I chose to make a berry crisp for my dinner night on our writers’ retreat, not just because it was easy, but because it just sounded really good. I love berry crisp, and this is a great recipe.

I did as much as I could ahead of time, mixing the dry ingredients for the berry filling, and the crisp ingredients and transporting them in ziplock bags. That made putting the dessert together very easy when the time came. I bought the frozen berries, and vanilla ice cream there (what’s a crisp without ice cream?).

Berry Crisp

serves 4-6

Berry Filling:

2 t. granulated sugar

2 T. cornstarch

3 C. berries (thawed)

Crisp:

1 C. old fashioned oats

½ C. packed brown sugar

¼ C. all-purpose flour

1 t. cinnamon

¼ t. ground ginger

¼  t. salt

6 T. cold butter

Preheat oven to 375°.

For filling, combine sugar and cornstarch in a small bowl.
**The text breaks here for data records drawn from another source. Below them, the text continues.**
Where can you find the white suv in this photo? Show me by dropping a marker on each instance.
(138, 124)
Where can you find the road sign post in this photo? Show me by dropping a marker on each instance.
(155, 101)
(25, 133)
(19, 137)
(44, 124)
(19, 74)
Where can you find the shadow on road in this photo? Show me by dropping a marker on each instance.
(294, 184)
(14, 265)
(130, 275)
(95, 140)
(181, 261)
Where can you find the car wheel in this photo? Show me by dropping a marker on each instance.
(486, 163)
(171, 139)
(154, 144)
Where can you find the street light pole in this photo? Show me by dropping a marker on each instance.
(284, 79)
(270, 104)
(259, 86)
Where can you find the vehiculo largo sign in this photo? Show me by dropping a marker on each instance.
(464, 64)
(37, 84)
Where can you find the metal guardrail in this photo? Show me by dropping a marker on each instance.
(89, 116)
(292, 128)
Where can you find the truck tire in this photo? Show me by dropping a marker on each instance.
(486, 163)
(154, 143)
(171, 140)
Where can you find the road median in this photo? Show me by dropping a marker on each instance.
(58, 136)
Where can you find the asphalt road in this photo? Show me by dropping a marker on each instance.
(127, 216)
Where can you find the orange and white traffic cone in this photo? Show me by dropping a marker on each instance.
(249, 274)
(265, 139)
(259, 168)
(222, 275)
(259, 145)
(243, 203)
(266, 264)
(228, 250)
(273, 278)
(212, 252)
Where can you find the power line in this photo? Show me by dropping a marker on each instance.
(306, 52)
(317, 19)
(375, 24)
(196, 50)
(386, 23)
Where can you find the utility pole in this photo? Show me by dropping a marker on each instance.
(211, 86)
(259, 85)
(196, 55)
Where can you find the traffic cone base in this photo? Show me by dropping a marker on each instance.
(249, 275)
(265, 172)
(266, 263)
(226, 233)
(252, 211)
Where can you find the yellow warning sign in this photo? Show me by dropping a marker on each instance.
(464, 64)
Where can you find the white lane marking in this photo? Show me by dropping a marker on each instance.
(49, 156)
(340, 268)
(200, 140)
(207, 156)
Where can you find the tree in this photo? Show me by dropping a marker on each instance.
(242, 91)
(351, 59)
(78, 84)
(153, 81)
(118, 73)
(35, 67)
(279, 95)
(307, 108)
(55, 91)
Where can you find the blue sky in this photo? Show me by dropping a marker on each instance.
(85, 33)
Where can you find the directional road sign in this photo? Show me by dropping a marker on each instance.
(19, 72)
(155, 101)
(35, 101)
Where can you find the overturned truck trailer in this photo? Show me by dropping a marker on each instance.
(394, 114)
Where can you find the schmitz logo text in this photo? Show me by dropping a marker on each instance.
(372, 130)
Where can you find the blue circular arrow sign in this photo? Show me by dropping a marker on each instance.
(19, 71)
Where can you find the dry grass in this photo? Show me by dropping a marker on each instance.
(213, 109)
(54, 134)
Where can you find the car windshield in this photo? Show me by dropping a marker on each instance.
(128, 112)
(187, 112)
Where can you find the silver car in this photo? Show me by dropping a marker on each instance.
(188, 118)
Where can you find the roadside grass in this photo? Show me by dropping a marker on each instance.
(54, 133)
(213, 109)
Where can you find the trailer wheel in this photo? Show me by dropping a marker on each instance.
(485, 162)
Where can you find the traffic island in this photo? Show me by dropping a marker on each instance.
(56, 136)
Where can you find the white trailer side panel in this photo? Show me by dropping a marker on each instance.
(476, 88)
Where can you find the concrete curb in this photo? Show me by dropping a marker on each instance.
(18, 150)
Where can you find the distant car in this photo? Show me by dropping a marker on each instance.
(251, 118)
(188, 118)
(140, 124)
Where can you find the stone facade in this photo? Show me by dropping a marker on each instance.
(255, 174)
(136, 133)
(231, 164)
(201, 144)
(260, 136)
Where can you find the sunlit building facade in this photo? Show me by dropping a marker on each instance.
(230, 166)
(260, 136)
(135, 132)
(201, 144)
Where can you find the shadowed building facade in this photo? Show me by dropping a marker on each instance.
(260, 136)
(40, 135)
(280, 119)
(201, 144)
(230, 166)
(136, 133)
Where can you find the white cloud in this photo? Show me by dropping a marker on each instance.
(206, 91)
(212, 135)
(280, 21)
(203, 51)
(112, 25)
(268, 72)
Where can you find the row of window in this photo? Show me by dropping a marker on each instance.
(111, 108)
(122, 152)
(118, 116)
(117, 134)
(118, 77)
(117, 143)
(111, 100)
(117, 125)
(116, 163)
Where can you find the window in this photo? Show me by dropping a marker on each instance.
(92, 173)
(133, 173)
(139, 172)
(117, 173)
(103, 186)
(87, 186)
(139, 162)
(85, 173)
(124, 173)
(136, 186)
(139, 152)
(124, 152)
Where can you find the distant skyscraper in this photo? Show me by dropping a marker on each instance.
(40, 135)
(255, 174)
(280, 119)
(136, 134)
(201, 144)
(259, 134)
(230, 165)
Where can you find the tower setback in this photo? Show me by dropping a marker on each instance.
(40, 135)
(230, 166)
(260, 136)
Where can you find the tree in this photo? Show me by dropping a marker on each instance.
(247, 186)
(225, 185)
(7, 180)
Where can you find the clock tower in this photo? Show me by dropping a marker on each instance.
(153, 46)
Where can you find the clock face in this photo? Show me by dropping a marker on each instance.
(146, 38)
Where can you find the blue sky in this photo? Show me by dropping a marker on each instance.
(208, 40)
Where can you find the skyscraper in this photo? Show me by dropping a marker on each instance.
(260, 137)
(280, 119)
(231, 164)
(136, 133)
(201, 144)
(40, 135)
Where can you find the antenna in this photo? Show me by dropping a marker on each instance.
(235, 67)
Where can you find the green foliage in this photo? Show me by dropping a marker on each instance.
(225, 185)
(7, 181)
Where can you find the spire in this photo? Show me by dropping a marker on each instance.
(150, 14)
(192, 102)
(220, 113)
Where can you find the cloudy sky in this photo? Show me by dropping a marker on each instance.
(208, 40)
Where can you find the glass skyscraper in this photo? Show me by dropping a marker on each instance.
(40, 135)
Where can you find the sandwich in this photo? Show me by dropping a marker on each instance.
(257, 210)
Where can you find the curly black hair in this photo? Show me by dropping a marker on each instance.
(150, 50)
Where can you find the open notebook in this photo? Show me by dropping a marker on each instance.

Add berries and toss to coat evenly.

For bottom layer and topping, combine oats, brown sugar, flour, cinnamon, sugar, ginger, and salt in a bowl. Cut in cold butter using a pastry blender or two knives. Then mix with a fork until mixture resembles coarse crumbs.

Pat half of the oat mixture on the bottom of a 2-qt. glass pan. Top with berry mixture. Crumble remaining oat mixture on top of the berries.

Bake 20-25 min. till topping is a golden brown and berries are bubbly around the edges.